Los maestros reportan una enseñanza más efectiva
Los beneficios también se reflejan en el trabajo diario de los educadores.
El 75% de los encuestados afirmó que su capacidad para enseñar de manera efectiva mejoró tras la implementación de la política escolar libre de teléfonos.
La reducción de interrupciones y la mayor atención de los estudiantes han contribuido a crear entornos más productivos para el aprendizaje, permitiendo a los maestros enfocarse en la instrucción y el desarrollo académico.
Mejores relaciones entre estudiantes
Más allá del rendimiento académico, los resultados muestran avances importantes en la convivencia escolar.
El 80% de los educadores observó mejoras en las interacciones sociales entre los estudiantes, quienes ahora dedican más tiempo a conversar, colaborar y compartir actividades con sus compañeros durante los descansos y espacios comunes.
Además, el 60% reportó una disminución en incidentes relacionados con el acoso escolar y el ciberacoso, un beneficio especialmente relevante en un contexto donde las redes sociales suelen amplificar conflictos entre jóvenes.
Estudiantes más conectados entre sí
Los testimonios recogidos en la encuesta reflejan cambios visibles en la dinámica cotidiana de las escuelas.
Un maestro de la Región Capital señaló que los estudiantes están socializando más, conversando y participando en debates cara a cara.
Por su parte, personal de apoyo escolar del oeste de Nueva York destacó que la ausencia de teléfonos ha permitido que los niños vuelvan a interactuar entre ellos de manera más natural.
Un administrador escolar de Long Island indicó que los estudiantes han desarrollado una mejor capacidad de concentración y utilizan su tiempo libre para actividades colaborativas, como juegos de mesa y otras dinámicas presenciales.
Resultados consistentes durante todo el año
Los hallazgos de la encuesta de fin de año coinciden con los resultados obtenidos previamente en una evaluación realizada a mediados del ciclo escolar.
En aquella consulta, efectuada entre más de 350 administradores escolares, más del 90% informó que la transición hacia aulas libres de teléfonos se desarrolló sin mayores dificultades, mientras que más del 80% ya reportaba una participación estudiantil más activa.
La consistencia de los resultados sugiere que los beneficios observados no son temporales y podrían consolidarse como una mejora permanente en el ambiente educativo.
Una política enfocada en reducir distracciones
La restricción del uso de teléfonos inteligentes comenzó a aplicarse en septiembre de 2025 en todas las escuelas del estado y se encuentra entre las más estrictas del país, ya que limita el uso de estos dispositivos desde el inicio hasta el final de la jornada escolar.

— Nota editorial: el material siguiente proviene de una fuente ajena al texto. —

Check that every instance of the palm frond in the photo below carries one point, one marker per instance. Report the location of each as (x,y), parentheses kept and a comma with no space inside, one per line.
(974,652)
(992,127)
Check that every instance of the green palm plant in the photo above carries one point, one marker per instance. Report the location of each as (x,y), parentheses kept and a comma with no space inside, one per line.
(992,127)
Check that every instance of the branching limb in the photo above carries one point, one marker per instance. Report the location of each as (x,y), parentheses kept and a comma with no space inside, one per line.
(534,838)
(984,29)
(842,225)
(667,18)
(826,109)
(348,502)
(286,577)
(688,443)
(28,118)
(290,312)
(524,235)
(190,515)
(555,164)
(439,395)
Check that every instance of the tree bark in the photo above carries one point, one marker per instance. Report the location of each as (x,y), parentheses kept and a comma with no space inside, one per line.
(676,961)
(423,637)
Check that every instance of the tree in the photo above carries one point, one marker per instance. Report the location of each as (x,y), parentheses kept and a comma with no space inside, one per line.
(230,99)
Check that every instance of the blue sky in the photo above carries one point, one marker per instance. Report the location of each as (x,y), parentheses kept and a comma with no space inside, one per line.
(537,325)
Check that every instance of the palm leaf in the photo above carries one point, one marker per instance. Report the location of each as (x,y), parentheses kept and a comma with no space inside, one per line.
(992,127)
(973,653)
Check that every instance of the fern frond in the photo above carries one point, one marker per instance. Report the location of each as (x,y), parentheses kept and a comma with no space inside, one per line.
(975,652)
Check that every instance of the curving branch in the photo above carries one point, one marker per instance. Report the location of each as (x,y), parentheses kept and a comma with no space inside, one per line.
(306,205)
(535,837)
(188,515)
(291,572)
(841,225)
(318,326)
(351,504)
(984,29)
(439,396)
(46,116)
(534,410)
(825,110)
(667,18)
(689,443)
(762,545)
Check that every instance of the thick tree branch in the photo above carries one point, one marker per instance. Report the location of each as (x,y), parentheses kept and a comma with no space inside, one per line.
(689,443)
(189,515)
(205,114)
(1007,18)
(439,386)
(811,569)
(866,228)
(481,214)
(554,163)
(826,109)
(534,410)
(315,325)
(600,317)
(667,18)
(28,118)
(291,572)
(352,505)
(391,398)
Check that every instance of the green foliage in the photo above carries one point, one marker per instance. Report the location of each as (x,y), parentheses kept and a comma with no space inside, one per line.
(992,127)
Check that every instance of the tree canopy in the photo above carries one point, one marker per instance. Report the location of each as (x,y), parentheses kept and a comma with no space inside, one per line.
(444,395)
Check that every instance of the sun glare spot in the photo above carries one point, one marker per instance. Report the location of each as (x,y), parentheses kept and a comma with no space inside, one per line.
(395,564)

La medida busca garantizar espacios de aprendizaje más seguros, productivos y centrados en el desarrollo académico y social de los estudiantes.
Tras su primer año de implementación, los resultados muestran que la iniciativa ha contribuido a fortalecer la atención en el aula, mejorar la convivencia escolar y crear más oportunidades para la interacción directa entre los jóvenes, beneficios que educadores de todo el estado consideran positivos para sus comunidades escolares.